Whoever dreamed up that idea needs to spend a day at a pediatric urology clinic.



A University of California study found 81% of elementary teachers reported allowing unlimited access to water intake in class, yet 88% encouraged students requesting bathroom access to hold their pee. Some 36% of the teachers surveyed offered rewards, like trinkets and pizza parties, to students who didn’t use bathroom passes or punished those who did.


All that is bad. But locking restrooms is worse.


The Arizona mom in our support group reports that her son, a 9th grader, is particularly frustrated because he’s nearing the end of a lengthy treatment process that has gone well.


This kid's backstory is the same one I hear daily: For years, the boy wet the bed every night, but his pediatrician dismissed his mom’s concerns. Eventually, a GI doctor ordered an x-ray and pegged constipation as the cause of the boy’s bedwetting, but the doctor felt a daily enema program was “too aggressive.” It wasn’t until middle school, after lesser measures had failed, that the boy began M.O.P.


“My son was on board,” his mom says.


Gradually, as his rectum shrunk back to normal size and stopped bothering his bladder, his accidents diminished. In the last month, he has only wet the bed once a month. He’s in the home stretch of treatment and will soon begin weaning off his regimen.


“My son has worked so hard for so long to get where he’s at,” says his mom. “He’s so close to the end. And now this.”


Trashing school bathrooms is nothing new, of course. At my own middle school, students would purposely clog the toilets and hurl wet paper towels into the stalls to torment the kids who were in there. If you tried to poop, kids would bang on the doors or try to open them.


I was terrified of setting foot in our school restrooms, and that fear contributed to the constipation I suffered as a kid.


But holy moly — social media seems to have taken restroom destruction to a level I could never have imagined.


I feel for my patients and for the beleaguered administrators, custodians, and teachers, too.

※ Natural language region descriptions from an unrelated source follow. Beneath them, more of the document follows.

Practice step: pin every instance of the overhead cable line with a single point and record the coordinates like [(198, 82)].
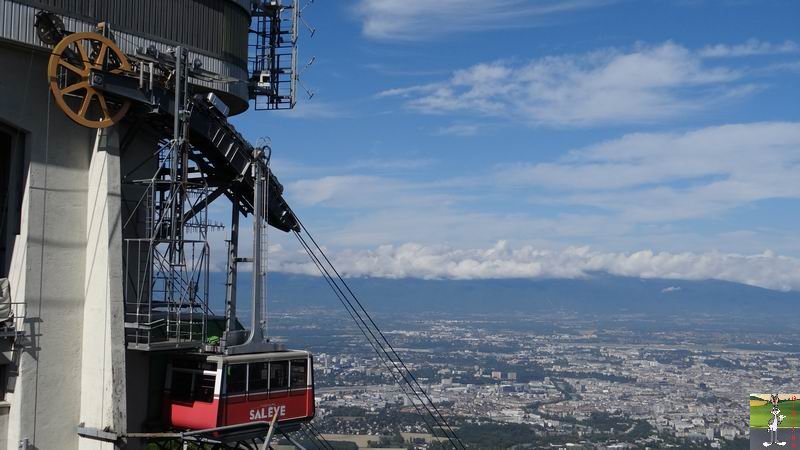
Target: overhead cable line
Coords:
[(377, 339)]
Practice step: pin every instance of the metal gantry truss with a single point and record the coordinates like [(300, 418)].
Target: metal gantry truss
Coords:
[(167, 290), (167, 267), (272, 56)]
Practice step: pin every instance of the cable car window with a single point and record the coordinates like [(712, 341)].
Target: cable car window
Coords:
[(181, 389), (278, 375), (237, 378), (298, 376), (205, 390), (259, 376)]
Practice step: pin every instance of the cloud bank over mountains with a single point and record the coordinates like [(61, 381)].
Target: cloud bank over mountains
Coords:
[(767, 270)]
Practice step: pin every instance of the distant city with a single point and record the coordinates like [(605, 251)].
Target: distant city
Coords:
[(547, 381)]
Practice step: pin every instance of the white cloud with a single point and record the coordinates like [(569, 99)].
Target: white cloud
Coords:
[(766, 270), (642, 85), (753, 47), (648, 177), (422, 19), (458, 130)]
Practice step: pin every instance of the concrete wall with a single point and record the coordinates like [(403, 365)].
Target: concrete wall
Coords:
[(103, 344), (65, 267)]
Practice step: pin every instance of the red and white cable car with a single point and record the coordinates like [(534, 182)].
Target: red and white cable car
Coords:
[(211, 391)]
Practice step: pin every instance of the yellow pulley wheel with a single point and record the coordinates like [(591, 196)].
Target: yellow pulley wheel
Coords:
[(71, 63)]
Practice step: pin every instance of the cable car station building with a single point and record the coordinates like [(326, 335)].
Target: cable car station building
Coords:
[(103, 169)]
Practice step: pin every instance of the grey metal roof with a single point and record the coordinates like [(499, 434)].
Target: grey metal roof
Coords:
[(16, 24)]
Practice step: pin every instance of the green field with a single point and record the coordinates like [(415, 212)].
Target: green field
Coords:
[(760, 415)]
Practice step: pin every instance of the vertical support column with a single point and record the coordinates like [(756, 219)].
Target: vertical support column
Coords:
[(256, 331), (103, 387), (233, 255)]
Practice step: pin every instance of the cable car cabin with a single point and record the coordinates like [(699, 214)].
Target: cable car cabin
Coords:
[(208, 391)]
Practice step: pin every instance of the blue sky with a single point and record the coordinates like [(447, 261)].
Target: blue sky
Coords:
[(546, 138)]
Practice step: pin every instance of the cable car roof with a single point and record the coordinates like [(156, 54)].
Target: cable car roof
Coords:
[(252, 357)]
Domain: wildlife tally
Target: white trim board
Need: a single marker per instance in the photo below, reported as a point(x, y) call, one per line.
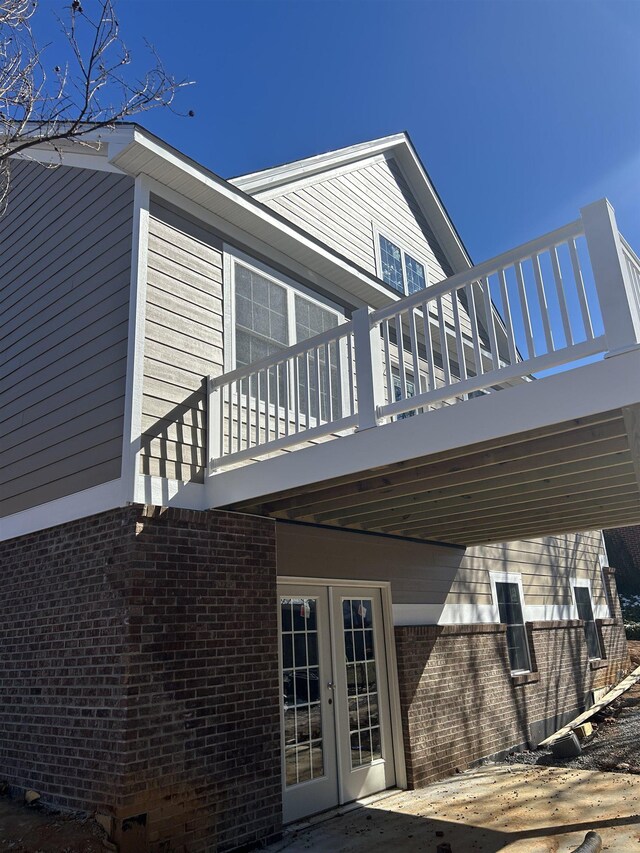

Another mom in our private Facebook support group has experienced the issue from all angles. She has a child on M.O.P., and she teaches at a middle school where students stole all the restroom soap dispensers, pulled a sink off the wall and smashed it, and stomped on plastic bags they had just peed in.


The school’s bathrooms are now locked except for during scheduled times.


She posted: “As much as my child needs to be able to use the restroom, I can't see any other options. As it is, we have two sets of bathrooms that are completely closed due to vandalism. If this continued, there wouldn't be any bathrooms left to use.”


I have no idea what will put a stop to this insanity. I suppose kids will get bored with bathroom vandalism and move onto the next thing. But I was dismayed to read about a TikTok video one student posted in response to a frustrated administrator.


The kid urged fellow students to avoid getting caught. “But keep doing it, cause it’s even funnier now.”


If that kid had to spend a day in my patients’ shoes, he wouldn’t think it was so hilarious.